The Commission empowers the
Operators of a Crowdfunding Portal, through the Rules, to take appropriate
actions against any person in breach, either the issuer or any investor, by
directing that such person takes the appropriate remedial measures as the
circumstances require. The measures may include but not limited to suspension
or expulsion of such persons after consultation with the Commission. The rules
also provide for an avenue whereby such expelled or suspended persons may
appeal against the decision of the operator to the Commission. This provision
is especially important to ensure that issuers, who misrepresent facts or
information in their offering documents, upon filing with the portal, are
penalized.

Revocation
of Registration

To ensure that no
crowdfunding portal is redundant, the Rules ha
ve
set a six (6) months period of inactivity, which will necessitate a revocation
of the registration of any Crowdfunding Portal. Also, the Commission can revoke
the Registration of any Crowdfunding portal on the occasion of non-payment of
prescribed fees, failure to meet any requirements prescribed by the Rules or
where the intermediary contravenes any of the provisions of the Act, the rules
and regulations and the code of conduct for capital market operators.

Operation
of a Trust Account

The Rules specifies that every
crowdfunding portal shall appoint a custodian, who shall establish and maintain
a separate trust account for each funding round on the portal, with a financial
institution registered by the Commission as a Custodian.

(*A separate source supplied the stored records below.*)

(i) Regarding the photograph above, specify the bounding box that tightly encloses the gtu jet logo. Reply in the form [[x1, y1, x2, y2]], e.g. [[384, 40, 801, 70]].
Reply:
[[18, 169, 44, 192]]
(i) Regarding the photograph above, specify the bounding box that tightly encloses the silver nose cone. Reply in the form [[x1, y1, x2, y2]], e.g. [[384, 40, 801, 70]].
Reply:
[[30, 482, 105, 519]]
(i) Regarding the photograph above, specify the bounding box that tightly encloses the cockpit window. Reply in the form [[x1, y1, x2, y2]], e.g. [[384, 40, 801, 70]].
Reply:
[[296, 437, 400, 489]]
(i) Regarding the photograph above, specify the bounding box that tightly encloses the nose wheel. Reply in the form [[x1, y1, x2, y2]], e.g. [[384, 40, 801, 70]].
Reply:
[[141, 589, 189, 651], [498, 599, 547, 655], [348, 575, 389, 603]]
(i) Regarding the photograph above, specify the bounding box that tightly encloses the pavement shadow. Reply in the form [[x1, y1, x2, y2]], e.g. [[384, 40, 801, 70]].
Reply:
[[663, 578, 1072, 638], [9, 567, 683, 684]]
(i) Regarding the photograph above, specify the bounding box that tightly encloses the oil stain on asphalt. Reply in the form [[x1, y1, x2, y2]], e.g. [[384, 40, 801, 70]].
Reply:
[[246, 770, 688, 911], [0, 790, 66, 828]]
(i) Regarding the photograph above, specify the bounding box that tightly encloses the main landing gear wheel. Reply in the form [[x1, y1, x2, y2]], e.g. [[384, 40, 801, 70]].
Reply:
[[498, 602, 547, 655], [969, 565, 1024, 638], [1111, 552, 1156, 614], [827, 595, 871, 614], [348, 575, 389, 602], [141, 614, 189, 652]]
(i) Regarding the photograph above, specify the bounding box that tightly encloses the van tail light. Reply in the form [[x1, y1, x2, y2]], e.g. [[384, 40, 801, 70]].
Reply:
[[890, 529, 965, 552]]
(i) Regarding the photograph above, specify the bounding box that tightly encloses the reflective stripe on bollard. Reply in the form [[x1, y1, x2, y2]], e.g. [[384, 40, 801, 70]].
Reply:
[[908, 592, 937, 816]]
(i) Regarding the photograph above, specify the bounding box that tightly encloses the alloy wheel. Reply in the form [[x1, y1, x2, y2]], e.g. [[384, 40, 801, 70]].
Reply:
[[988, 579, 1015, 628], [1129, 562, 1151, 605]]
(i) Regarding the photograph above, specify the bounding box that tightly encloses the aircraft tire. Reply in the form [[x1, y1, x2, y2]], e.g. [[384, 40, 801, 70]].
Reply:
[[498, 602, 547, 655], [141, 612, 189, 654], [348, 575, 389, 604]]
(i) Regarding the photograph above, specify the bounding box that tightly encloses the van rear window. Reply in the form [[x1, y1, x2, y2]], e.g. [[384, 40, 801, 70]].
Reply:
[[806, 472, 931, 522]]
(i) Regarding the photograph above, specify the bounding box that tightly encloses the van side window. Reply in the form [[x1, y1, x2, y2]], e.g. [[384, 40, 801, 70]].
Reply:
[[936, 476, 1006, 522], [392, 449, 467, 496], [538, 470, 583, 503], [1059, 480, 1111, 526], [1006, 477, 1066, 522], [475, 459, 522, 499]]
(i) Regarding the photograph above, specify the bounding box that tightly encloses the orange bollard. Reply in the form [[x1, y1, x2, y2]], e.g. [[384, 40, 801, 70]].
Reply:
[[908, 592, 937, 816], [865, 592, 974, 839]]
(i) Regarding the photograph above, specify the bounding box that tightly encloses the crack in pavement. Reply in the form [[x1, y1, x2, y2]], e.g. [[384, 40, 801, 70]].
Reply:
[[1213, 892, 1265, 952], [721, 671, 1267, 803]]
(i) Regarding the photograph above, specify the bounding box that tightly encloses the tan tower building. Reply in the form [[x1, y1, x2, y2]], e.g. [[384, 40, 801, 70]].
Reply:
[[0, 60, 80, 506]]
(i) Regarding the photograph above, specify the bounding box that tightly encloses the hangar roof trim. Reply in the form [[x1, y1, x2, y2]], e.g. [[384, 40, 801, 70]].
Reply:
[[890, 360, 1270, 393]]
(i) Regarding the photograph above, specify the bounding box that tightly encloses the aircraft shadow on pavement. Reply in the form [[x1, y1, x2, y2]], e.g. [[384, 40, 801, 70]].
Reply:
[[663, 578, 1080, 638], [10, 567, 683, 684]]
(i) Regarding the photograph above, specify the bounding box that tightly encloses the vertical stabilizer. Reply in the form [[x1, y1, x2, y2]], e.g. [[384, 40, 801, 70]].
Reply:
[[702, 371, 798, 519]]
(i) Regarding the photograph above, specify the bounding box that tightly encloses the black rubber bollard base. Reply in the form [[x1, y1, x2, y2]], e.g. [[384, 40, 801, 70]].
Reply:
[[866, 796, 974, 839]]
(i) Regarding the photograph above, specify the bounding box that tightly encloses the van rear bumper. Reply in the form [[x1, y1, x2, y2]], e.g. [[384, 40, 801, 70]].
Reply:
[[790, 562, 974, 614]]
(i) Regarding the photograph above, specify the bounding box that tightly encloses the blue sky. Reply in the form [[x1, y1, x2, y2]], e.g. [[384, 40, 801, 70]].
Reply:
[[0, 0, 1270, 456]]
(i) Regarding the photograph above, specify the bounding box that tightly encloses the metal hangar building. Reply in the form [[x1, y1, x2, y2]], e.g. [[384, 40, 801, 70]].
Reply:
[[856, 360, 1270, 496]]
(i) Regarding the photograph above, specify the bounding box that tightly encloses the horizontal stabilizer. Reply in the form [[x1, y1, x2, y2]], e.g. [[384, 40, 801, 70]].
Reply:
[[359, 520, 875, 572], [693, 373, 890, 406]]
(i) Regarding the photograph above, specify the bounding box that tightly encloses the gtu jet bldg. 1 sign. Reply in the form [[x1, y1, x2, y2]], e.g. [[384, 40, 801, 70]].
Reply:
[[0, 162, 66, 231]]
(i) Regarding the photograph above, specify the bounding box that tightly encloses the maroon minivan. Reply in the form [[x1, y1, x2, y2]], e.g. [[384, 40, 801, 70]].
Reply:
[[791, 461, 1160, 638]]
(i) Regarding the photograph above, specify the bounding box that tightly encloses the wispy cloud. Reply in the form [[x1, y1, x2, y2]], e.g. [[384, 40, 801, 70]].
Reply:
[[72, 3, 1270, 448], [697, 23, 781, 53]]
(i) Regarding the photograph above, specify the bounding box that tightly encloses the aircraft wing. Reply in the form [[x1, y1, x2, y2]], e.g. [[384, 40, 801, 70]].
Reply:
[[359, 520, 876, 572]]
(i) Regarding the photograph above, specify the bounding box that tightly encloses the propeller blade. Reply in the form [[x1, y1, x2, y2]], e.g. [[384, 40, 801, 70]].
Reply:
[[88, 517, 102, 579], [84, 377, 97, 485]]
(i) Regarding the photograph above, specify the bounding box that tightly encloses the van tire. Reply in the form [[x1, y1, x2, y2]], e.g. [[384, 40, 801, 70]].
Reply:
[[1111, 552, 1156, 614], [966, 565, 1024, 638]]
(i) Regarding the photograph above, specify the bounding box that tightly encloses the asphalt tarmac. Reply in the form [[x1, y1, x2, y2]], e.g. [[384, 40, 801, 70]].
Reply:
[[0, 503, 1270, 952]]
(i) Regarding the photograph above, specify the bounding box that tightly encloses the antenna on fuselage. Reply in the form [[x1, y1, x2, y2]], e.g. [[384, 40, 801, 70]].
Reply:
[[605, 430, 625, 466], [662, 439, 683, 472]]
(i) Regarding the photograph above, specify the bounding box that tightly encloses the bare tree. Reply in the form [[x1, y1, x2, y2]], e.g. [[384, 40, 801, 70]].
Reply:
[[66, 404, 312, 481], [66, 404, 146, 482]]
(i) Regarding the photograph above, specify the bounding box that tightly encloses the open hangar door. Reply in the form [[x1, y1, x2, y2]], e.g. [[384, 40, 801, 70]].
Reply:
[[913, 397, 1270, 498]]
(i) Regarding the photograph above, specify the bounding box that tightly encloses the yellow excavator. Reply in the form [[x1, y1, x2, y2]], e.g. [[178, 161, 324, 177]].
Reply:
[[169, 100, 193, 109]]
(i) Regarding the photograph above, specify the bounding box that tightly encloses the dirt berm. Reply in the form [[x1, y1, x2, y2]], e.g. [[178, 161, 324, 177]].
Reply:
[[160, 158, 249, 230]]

This presupposes the
existence of a trust deed on the portal, which would essentially simplify how
the funds invested will be disbursed to the issuer and the rights of the trust
beneficiaries (being the investors) to the trust property (being the monies
invested).

Participation
of the Issuer on the Crowdfunding Portal

All issuers seeking to raise funds
on the portal are expected to file a standardized offering document with the
Crowdfunding portal and it will essentially include details relating to the
issuer, such as the use of the proceeds, the issuers business plan, the project
or business to be funded, the minimum amount required, the target amount and
such other salient information about the investment opportunity the issuer is
offering on the portal.

Every issuer shall have its funding
offer live on crowdfunding portal for not more than sixty (60) days which means
at the end of the sixty (60) days, if the issuer does not raise the minimum
amount it requires, it will be required to withdraw the offer and wait until
after ninety (90) days from the date of such withdrawal to list a new offer.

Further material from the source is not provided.